The money for the fund comes from a per ton excise tax on coal, paid by coal companies.
That tax, though, is set to revert to low, 1977 levels at the end of 2018. The Government Accountability Office is currently studying how this reduction would affect the solvency of the Trust Fund. With all the coal companies going bankrupt in the last few years, there may well be a funding crisis on hand for the Black Lung Disability Trust Fund.
What does all this have to do with abandoned coal mines and economic development?
As I’ve written, the RECLAIM Act, H.R.1731, would release $1 billion over 5 years to clean up and repurpose long-abandoned coal mines. The House version would prioritize projects that spur local economic development. This would represent a win-win for coal communities suffering from the downturn in the industry. Rep. Hal Rogers (R-KY) has championed this legislation in Congress.
Even though RECLAIM would release money from the Abandoned Mine Land Fund, it still represents a payment out of the Treasury; because of budgeting rules, the legislation requires a “pay-for”, meaning adding new revenue or new cuts to offset the payments. Rep. Rogers worked with his colleagues and proposed extending the coal excise tax for the Black Lung Disability Trust Fund at current levels for an additional 10 years.
With that change, the bill now represents a win-win-win—ensuring the continuation of much needed medical payments and compensation for miners while also cleaning up abandoned mine sites by funding projects that simultaneously spur local economic and community development.
Opposition from the usual suspects
Rogers and his supporters are working to attach the bill to the Omnibus spending bill for Fiscal Year 2018, which must be completed by March 23 to keep the government open.
Coal mining companies and their national trade association the National Mining Association (NMA), though, hate the RECLAIM Act and are working hard to kill it. All of their lobbying in the name of reducing taxes that would pay for the mess they’ve made, in terms of both environmental destruction and human suffering.
Where’s the leadership?
US House leadership is currently putting together its omnibus spending bill for FY 2018. Is RECLAIM on their minds?
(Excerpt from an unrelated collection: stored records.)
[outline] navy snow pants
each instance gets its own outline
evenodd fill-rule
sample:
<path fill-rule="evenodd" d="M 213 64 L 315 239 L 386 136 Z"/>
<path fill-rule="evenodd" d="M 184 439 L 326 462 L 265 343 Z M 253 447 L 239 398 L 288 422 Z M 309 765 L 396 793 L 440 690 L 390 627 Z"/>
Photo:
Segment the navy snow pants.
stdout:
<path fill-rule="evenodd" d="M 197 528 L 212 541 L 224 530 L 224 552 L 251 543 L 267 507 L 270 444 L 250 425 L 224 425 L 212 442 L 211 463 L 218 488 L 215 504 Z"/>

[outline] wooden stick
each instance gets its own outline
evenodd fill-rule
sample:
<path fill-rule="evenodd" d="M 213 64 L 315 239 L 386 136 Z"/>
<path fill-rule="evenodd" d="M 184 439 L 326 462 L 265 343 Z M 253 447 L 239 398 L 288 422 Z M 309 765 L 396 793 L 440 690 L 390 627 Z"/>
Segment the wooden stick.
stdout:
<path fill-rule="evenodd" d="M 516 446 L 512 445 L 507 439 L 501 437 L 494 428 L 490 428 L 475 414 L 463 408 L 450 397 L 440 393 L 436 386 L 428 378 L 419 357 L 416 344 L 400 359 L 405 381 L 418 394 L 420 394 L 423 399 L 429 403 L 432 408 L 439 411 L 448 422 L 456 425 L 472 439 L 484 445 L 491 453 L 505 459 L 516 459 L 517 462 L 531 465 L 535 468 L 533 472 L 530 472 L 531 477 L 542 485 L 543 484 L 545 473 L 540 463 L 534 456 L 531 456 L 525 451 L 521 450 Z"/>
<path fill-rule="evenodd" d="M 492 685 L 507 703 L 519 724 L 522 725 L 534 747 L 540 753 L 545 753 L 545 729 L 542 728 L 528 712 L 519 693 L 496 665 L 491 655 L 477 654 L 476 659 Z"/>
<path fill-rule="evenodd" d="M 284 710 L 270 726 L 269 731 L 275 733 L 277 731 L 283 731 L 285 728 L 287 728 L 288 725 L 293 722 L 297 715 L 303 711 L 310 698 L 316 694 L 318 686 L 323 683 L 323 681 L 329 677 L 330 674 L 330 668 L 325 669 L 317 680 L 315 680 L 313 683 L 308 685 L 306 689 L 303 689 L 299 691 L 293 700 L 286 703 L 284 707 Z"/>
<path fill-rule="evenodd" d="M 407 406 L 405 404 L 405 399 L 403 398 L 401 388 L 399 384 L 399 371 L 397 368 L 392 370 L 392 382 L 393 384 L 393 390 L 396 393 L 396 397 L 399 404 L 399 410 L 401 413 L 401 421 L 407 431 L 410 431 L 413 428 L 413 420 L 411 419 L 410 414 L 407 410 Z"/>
Senate Majority Leader Mitch McConnell, who hails from Kentucky, says that he supports RECLAIM, but actions speak louder than words. Will he acknowledge the broad public support for RECLAIM by his constituents?
As a first generation American, my grandfather was proud to pay his taxes. Coal companies should be too. It’s unconscionable—and sadly, unsurprising—that coal companies continue to put profits over people.
UPDATE (3/23/18): As of Friday morning, both the House and Senate have approved the $1.3 trillion spending plan for FY 2018, although its fate remains a bit unclear after threats of a veto from the president. Congressional leaders failed to include the RECLAIM Act in the bill–an utter failure of leadership to address real and pressing problems in coal country.